While it is clear that Goodwin has deep admiration for Franklin and Eleanor Roosevelt, she also establishes them as fully-fleshed characters - visionary, courageous, and brave, but also deeply flawed. In fleshing out their characters, she also succeeds in creating a third character, that of the American people. When Franklin Roosevelt began his second term, one-third of Americans had no running water or indoor plumbing, more than half had no central heating, and only one-fourth had even graduated from high school. America was a "pyramidal society," with a few fortunate on the top and a great mass of people at the bottom. During the war, though, Americans moved from the farm to the factory, from the south to the north, from the east to the west, as war production led to the emergence of the middle class and created the "most profound transition in American history." Most importantly, through innovations like the minimum wage, labor protection, social security, and market regulation, a new relationship between the American people and their government was formed. Franklin Roosevelt's importance is felt most at the end of the book, as Goodwin poignantly describes the public's reaction to his death - "everybody is crying" - and the long railroad trip as his body is carried from Georgia to Washington, with Eleanor looking out the window of the train and seeing hundreds of thousands of people whose lives he had touched gathered along the way to pay their tribute. In recounting the lives of Franklin and Eleanor Roosevelt, and their impact on America, Goodwin shows readers why this was "no ordinary time," creating a vivid portrait of what American life on the home front was like during the second world war and bringing this incredible time in American history alive.

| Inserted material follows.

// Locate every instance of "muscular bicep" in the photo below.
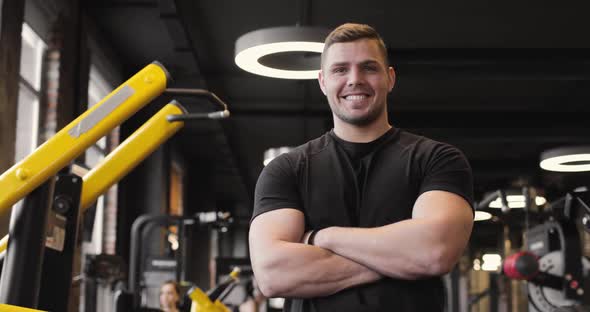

Summary of No Ordinary Time: Franklin and Eleanor Roosevelt: The Home Front in World War II

A compelling chronicle of a nation and its leaders during the period when modern America was created. With an uncanny feel for detail and a novelist's grasp of drama and depth, Doris Kearns Goodwin brilliantly narrates the interrelationship between the inner workings of the Roosevelt White House and the destiny of the United States. Goodwin paints a comprehensive, intimate portrait that fills in a historical gap in the story of our nation under the Roosevelts.
No Ordinary Time is a monumental work, a brilliantly conceived chronicle of one of the most vibrant and revolutionary periods in the history of the United States. With an extraordinary collection of details, Goodwin masterfully weaves together a striking number of story lines--Eleanor and Franklin's marriage and remarkable partnership, Eleanor's life as First Lady, and FDR's White House and its impact on America as well as on a world at war. Goodwin effectively melds these details and stories into an unforgettable and intimate portrait of Eleanor and Franklin Roosevelt and of the time during which a new, modern America was born.